Cependant, il ne s’agit pas seulement d’un conflit politique, mais aussi d’un conflit existentiel. Heidegger a dit : « La grandeur de l’homme se mesure à ce qu’il cherche et à l’urgence avec laquelle il reste un chercheur ». Que cherche l’Occident ? Le confort, la facilité et la suppression des conflits au prix de sa propre identité. À l’inverse, que recherche l’Orient ? Un retour à l’ordre, à la tradition et à la défense de son héritage culturel. C’est l’urgence de cette quête, cette volonté de récupérer ce qui a été perdu, qui fait des mouvements conservateurs de l’Est le dernier espoir de l’Europe. Alors que l’Empire romain occidental s’effondrait, Byzance a tenu bon, préservant et défendant le droit romain et la culture grecque – des valeurs qui allaient influencer et façonner la civilisation de l’Europe de l’Est pour les siècles à venir. Aujourd’hui, une dynamique similaire est à l’œuvre. L’Europe de l’Ouest dérive sans but, tandis que l’Est récupère la gloire de l’homme grâce à sa lutte courageuse contre les forces de dissolution.

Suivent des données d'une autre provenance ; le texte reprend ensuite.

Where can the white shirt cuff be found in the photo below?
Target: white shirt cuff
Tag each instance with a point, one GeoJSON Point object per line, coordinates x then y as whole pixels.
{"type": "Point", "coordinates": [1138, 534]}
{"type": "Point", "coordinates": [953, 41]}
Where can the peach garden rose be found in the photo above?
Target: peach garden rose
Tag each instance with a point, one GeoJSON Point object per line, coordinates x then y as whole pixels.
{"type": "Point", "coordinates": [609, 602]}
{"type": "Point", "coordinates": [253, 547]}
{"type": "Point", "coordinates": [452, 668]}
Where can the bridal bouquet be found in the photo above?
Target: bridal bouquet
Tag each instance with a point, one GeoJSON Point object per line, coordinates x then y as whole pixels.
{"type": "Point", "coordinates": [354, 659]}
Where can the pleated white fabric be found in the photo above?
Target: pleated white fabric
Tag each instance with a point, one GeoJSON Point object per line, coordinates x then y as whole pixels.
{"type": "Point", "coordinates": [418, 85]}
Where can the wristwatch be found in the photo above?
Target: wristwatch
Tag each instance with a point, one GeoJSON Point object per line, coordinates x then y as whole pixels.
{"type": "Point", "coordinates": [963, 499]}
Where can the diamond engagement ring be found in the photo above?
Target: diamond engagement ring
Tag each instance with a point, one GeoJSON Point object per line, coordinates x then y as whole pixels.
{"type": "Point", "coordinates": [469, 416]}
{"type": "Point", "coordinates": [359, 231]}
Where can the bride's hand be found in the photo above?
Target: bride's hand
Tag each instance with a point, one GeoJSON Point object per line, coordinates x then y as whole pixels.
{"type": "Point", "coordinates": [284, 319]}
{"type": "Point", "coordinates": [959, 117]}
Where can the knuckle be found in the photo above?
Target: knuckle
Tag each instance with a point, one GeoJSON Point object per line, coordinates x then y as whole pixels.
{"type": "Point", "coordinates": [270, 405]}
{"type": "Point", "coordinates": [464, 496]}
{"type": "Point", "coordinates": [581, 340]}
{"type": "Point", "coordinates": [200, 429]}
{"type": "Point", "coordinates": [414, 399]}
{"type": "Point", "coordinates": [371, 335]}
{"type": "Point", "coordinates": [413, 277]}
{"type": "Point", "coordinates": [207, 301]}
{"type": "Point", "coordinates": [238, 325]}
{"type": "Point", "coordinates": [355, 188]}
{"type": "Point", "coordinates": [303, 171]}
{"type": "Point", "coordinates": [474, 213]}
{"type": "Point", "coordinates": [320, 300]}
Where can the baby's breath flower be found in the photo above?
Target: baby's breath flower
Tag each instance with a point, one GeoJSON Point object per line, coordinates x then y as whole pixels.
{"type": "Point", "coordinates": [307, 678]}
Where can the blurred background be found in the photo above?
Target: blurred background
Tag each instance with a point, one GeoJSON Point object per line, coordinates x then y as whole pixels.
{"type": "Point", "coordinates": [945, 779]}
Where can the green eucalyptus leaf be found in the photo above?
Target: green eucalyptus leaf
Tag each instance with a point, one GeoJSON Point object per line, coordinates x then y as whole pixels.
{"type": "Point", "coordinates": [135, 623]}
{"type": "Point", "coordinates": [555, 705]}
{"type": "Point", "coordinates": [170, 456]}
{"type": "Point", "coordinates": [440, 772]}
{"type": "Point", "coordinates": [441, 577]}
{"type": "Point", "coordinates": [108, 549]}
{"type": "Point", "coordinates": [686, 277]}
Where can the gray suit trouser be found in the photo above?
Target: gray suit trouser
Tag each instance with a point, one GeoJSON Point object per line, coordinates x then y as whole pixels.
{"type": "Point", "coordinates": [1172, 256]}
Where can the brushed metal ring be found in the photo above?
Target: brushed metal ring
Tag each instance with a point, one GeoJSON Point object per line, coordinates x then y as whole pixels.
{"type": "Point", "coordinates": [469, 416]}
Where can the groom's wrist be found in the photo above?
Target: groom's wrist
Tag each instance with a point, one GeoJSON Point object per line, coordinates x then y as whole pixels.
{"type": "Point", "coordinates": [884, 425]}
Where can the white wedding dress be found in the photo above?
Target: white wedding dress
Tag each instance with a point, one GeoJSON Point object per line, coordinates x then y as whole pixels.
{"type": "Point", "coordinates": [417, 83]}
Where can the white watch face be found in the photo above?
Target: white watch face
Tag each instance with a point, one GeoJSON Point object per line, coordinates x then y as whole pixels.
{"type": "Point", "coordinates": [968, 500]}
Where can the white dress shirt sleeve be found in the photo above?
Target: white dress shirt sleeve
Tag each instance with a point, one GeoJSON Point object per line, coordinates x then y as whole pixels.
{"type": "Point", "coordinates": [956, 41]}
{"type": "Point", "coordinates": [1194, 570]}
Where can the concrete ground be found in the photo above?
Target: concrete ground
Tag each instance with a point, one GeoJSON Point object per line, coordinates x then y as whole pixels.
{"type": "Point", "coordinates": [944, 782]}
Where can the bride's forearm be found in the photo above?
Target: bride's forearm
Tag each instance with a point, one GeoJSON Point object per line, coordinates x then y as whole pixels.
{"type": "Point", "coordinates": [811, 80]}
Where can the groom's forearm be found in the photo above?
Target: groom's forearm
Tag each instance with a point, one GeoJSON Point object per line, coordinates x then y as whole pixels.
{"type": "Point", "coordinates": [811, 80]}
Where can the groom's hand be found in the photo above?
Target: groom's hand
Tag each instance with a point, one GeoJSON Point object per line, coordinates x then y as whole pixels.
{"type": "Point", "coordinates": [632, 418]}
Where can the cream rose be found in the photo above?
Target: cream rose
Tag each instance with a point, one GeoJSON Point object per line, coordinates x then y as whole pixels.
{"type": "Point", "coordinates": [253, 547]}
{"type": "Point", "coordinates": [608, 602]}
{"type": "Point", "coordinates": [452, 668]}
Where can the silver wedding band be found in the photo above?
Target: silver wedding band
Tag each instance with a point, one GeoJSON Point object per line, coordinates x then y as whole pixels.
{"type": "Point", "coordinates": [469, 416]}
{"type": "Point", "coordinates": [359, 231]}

Le succès de l’AfD dans le Brandebourg n’est donc pas seulement un événement politique, mais le signe avant-coureur d’un changement culturel et existentiel plus profond. Comme les sabots d’argent d’une puissante armée apparaissant dans un royaume valusien oublié, la montée de l’AfD signifie le réveil d’un esprit européen plus profond – un esprit qui refuse de s’évanouir dans les brumes du relativisme et de la décadence. C’est un rejet des « déchets des barbares » (Robert E. Howard), un refus de sombrer dans l’oubli de l’histoire sans se battre. Tout comme les flèches d’or des peuples anciens fendaient autrefois les étoiles, ces forces résurgentes cherchent à éclairer une voie vers l’avenir, alors même que l’Occident s’enfonce dans l’obscurité.

Nietzsche pourrait y voir la dernière grande bataille pour l’âme de l’Europe – une bataille qui déterminera si l’Europe peut à nouveau s’élever à la hauteur de son ancienne puissance brillante ou si elle tombera, oubliée dans les brumes des âges.